Les techniciens accueillent parfois des stagiaires : « C’est passionnant de leur apprendre le métier ! J’aime bien leur faire découvrir des sites insolites comme un barrage hydraulique dans le Tarn. Il fait six étages de haut, on peut y voir les turbines, c’est impressionnant ! » sourit Jean-Marc.

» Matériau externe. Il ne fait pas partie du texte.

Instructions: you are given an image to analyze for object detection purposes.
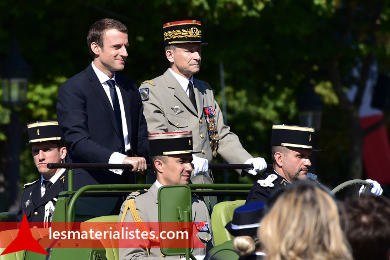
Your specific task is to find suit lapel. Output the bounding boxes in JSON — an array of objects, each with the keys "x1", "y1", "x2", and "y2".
[
  {"x1": 149, "y1": 183, "x2": 158, "y2": 204},
  {"x1": 86, "y1": 65, "x2": 121, "y2": 136},
  {"x1": 115, "y1": 74, "x2": 131, "y2": 142},
  {"x1": 164, "y1": 70, "x2": 199, "y2": 116}
]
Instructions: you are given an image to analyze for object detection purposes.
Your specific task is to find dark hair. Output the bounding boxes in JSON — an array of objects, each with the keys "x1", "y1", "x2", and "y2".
[
  {"x1": 344, "y1": 195, "x2": 390, "y2": 260},
  {"x1": 87, "y1": 18, "x2": 128, "y2": 57}
]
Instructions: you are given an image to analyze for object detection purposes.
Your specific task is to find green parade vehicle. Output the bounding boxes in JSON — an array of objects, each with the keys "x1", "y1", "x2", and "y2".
[{"x1": 0, "y1": 164, "x2": 372, "y2": 260}]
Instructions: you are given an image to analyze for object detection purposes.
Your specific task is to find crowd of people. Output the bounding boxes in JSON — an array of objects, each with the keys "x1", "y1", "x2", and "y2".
[{"x1": 12, "y1": 16, "x2": 390, "y2": 260}]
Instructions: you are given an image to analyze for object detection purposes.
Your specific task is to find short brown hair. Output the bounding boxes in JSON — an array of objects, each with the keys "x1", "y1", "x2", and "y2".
[
  {"x1": 150, "y1": 155, "x2": 167, "y2": 173},
  {"x1": 87, "y1": 18, "x2": 128, "y2": 57},
  {"x1": 344, "y1": 195, "x2": 390, "y2": 260}
]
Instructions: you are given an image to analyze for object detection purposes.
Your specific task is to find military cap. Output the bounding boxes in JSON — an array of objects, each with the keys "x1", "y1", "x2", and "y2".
[
  {"x1": 149, "y1": 131, "x2": 193, "y2": 156},
  {"x1": 27, "y1": 120, "x2": 63, "y2": 144},
  {"x1": 163, "y1": 20, "x2": 207, "y2": 47},
  {"x1": 271, "y1": 125, "x2": 320, "y2": 151},
  {"x1": 225, "y1": 202, "x2": 265, "y2": 237}
]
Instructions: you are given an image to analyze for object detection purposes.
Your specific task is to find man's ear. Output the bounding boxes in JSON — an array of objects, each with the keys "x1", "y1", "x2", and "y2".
[
  {"x1": 274, "y1": 152, "x2": 284, "y2": 167},
  {"x1": 91, "y1": 42, "x2": 101, "y2": 56},
  {"x1": 154, "y1": 159, "x2": 164, "y2": 174},
  {"x1": 165, "y1": 50, "x2": 175, "y2": 63},
  {"x1": 60, "y1": 147, "x2": 67, "y2": 160}
]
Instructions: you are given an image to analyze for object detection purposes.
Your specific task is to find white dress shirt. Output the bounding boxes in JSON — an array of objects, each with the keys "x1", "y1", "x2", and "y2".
[{"x1": 92, "y1": 62, "x2": 131, "y2": 174}]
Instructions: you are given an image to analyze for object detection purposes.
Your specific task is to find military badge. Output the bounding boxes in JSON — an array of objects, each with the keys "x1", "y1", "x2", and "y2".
[
  {"x1": 171, "y1": 106, "x2": 184, "y2": 115},
  {"x1": 203, "y1": 107, "x2": 219, "y2": 157},
  {"x1": 257, "y1": 174, "x2": 278, "y2": 188},
  {"x1": 139, "y1": 88, "x2": 149, "y2": 101},
  {"x1": 195, "y1": 222, "x2": 209, "y2": 232}
]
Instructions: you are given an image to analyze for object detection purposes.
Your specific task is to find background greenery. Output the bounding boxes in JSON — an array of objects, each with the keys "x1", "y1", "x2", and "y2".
[{"x1": 0, "y1": 0, "x2": 390, "y2": 210}]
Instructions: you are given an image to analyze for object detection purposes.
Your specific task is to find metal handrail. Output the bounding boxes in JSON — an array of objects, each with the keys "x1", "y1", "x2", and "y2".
[
  {"x1": 47, "y1": 163, "x2": 272, "y2": 191},
  {"x1": 65, "y1": 184, "x2": 253, "y2": 222},
  {"x1": 47, "y1": 163, "x2": 272, "y2": 170}
]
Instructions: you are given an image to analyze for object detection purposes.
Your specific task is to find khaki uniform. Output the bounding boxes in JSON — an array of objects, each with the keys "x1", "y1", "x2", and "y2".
[
  {"x1": 140, "y1": 70, "x2": 252, "y2": 183},
  {"x1": 119, "y1": 184, "x2": 214, "y2": 260}
]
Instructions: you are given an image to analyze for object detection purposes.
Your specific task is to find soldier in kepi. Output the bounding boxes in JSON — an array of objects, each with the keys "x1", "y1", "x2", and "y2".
[
  {"x1": 140, "y1": 20, "x2": 267, "y2": 184},
  {"x1": 246, "y1": 125, "x2": 383, "y2": 203},
  {"x1": 17, "y1": 121, "x2": 67, "y2": 222},
  {"x1": 119, "y1": 132, "x2": 213, "y2": 260}
]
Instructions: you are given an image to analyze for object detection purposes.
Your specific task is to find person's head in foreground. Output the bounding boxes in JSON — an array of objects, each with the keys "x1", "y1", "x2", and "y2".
[
  {"x1": 149, "y1": 132, "x2": 193, "y2": 185},
  {"x1": 27, "y1": 120, "x2": 66, "y2": 180},
  {"x1": 259, "y1": 180, "x2": 352, "y2": 260},
  {"x1": 271, "y1": 125, "x2": 318, "y2": 182},
  {"x1": 344, "y1": 194, "x2": 390, "y2": 260},
  {"x1": 225, "y1": 202, "x2": 265, "y2": 258}
]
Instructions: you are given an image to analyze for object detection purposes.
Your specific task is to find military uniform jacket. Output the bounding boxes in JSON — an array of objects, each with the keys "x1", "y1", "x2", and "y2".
[
  {"x1": 119, "y1": 183, "x2": 214, "y2": 260},
  {"x1": 245, "y1": 171, "x2": 291, "y2": 203},
  {"x1": 17, "y1": 170, "x2": 68, "y2": 222},
  {"x1": 140, "y1": 70, "x2": 252, "y2": 183}
]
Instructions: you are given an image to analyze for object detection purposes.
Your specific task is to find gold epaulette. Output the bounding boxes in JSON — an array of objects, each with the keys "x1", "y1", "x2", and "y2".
[
  {"x1": 119, "y1": 190, "x2": 159, "y2": 257},
  {"x1": 141, "y1": 80, "x2": 156, "y2": 86}
]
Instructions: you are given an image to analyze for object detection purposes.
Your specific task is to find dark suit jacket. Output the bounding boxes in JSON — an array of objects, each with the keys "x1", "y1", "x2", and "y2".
[
  {"x1": 17, "y1": 171, "x2": 68, "y2": 222},
  {"x1": 57, "y1": 65, "x2": 149, "y2": 189}
]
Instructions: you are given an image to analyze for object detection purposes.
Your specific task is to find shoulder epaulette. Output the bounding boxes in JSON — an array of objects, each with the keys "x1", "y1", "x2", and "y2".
[
  {"x1": 141, "y1": 80, "x2": 156, "y2": 86},
  {"x1": 126, "y1": 189, "x2": 148, "y2": 200},
  {"x1": 23, "y1": 179, "x2": 39, "y2": 189},
  {"x1": 191, "y1": 193, "x2": 200, "y2": 200}
]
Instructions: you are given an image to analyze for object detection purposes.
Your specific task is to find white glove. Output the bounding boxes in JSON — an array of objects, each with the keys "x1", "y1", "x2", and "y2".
[
  {"x1": 306, "y1": 172, "x2": 317, "y2": 180},
  {"x1": 359, "y1": 179, "x2": 383, "y2": 196},
  {"x1": 180, "y1": 255, "x2": 205, "y2": 260},
  {"x1": 192, "y1": 154, "x2": 209, "y2": 176},
  {"x1": 244, "y1": 157, "x2": 267, "y2": 175}
]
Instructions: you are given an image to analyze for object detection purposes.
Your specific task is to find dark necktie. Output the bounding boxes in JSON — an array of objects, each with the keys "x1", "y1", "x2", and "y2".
[
  {"x1": 43, "y1": 180, "x2": 53, "y2": 190},
  {"x1": 188, "y1": 81, "x2": 198, "y2": 110},
  {"x1": 106, "y1": 79, "x2": 125, "y2": 154}
]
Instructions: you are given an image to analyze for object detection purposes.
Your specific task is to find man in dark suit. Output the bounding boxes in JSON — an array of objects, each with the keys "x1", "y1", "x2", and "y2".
[
  {"x1": 17, "y1": 121, "x2": 67, "y2": 222},
  {"x1": 57, "y1": 19, "x2": 149, "y2": 189}
]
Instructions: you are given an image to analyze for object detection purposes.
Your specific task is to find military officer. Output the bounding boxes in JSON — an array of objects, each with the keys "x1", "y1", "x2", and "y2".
[
  {"x1": 140, "y1": 20, "x2": 267, "y2": 183},
  {"x1": 246, "y1": 125, "x2": 382, "y2": 203},
  {"x1": 17, "y1": 121, "x2": 67, "y2": 222},
  {"x1": 119, "y1": 132, "x2": 213, "y2": 260}
]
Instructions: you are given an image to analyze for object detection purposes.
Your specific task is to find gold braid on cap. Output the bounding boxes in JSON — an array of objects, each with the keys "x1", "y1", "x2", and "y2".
[{"x1": 164, "y1": 27, "x2": 202, "y2": 41}]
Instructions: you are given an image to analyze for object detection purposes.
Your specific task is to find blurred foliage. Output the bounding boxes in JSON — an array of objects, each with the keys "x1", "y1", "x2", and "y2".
[{"x1": 0, "y1": 0, "x2": 390, "y2": 199}]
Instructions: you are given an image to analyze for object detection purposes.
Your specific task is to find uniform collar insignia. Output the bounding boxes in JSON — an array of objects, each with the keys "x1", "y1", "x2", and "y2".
[
  {"x1": 257, "y1": 173, "x2": 278, "y2": 187},
  {"x1": 171, "y1": 106, "x2": 184, "y2": 115}
]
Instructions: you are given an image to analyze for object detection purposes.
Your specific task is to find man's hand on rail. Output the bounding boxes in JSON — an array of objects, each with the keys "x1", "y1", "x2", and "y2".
[{"x1": 191, "y1": 154, "x2": 209, "y2": 176}]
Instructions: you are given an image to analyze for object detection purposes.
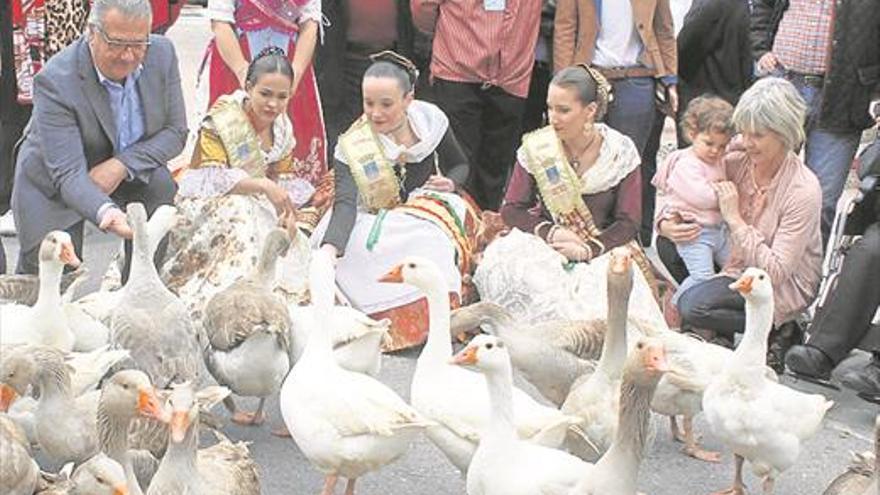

Anecdote : Le chien et la laisse

« On m’appelle en urgence dans une maison de retraite : un couple est coincé dans l’ascenseur. Je débloque la cabine, les portes s’ouvrent, et ils sortent encore sous le choc. En me remerciant, ils m’expliquent ce qui s’est passé : la panne a été causée par leur chien. Leur petit Jack Russell était resté hors de la cabine et sa laisse s’est coincée dans la porte au moment où l’ascenseur a démarré. Le brancardier a réagi instinctivement : il a détaché la laisse alors que le chien était déjà suspendu. Le chien a été sauvé… mais la laisse coincée dans la porte a immédiatement mis l’ascenseur en sécurité, d’où la panne. Le Jack Russell tremble encore, blotti contre son sauveteur, refusant de s’approcher de la cabine. »

Vous l’aurez compris, Jean-Marc est enthousiaste quand il parle de son métier : « J’aime le contact avec les clients et l’imprévu quotidien ! »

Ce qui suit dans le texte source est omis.